Итак, Берта осаждала Борьку. Надо было облегчить душу признанием, для начала подружкам. Она выбрала меня, и правильно, я никак не конкурентка в таких делах. «Вот, — говорит она мне, — влюбилась в Борьку, вырастем-поженимся». Мне, конечно, и в голову не приходило, что Борька может не захотеть. Нет таких, чтобы осмелились перечить Берте: навалится, задавит, оглушит визгом.
Борька был такой же дурак, как я, не понимал намеков и иносказаний. Мы готовили главное признание письменно. Но как-то раз в их мужской компании старший головорез Витька сказал при всех, что Борька — Бертин жених, Борька полез в драку и возненавидел Берту навсегда.
Этого ну никак нельзя было простить. Последнее слово должно быть за нами.
Мы пошли в лопухи, накакали на большие листья, завернули какашки и даже завязали травой. И закинули ЭТО ВСЁ Борьке на балкон…
Спустя много лет на пьяной студенческой вечеринке Берта и Борька «перепихнулись» в чужой ванной.
Берта помнит. А Борька? Как бы узнать?
* * *
А еще у нас с Бертой была игра — в покойничков.
Началась она проказливо: надо было лечь, скрестив руки на груди, на лестничной площадке второго этажа. Там жила баба Нина, которая ходила к соседке, лежащей в темной комнате, пересказывала ей новости из радио, из газет и то, что видела с балкона. Иногда лежать, не шелохнувшись, приходилось долго, трудно, чтоб не захихикать. Баба Нина пугалась, чертыхалась, но почему-то никогда не смеялась. Потом надо было убежать с рычанием, как вурдалаки.

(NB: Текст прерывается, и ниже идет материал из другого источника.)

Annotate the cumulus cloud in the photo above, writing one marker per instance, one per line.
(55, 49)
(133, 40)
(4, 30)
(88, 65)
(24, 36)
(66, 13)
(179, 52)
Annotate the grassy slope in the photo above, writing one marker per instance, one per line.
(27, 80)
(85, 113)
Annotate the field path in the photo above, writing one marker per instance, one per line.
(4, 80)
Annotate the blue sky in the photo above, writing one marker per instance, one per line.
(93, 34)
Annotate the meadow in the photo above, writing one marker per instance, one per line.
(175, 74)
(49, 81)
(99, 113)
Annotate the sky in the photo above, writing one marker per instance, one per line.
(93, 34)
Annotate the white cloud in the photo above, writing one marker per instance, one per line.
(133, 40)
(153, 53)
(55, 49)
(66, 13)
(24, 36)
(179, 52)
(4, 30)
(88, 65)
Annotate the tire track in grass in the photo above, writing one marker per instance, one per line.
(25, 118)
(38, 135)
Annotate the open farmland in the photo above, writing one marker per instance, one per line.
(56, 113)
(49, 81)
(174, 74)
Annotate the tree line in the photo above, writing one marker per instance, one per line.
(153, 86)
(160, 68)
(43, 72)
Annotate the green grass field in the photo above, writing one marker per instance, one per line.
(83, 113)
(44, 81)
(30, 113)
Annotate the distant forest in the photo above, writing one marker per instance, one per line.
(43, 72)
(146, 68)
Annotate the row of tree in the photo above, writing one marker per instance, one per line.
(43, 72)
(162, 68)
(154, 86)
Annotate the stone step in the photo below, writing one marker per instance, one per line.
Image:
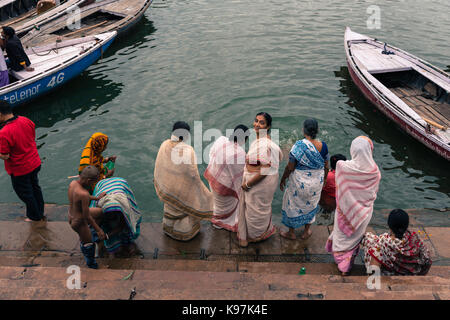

Нам так понравилось, что мы решились играть публично. Предложены были братские похороны меня и Берты во дворе. Народец ободрал клумбы на улице, обложил нас цветами, накрыл чьим-то рваным фартуком и стал выть, рвать волосы, молиться Боженьке и петь. А Яшу-маленького, Бертиного брата, поставили на шухер. Он проморгал, увлекся своим единственным солдатиком, и взрослые набежали с тревогой и возмущением.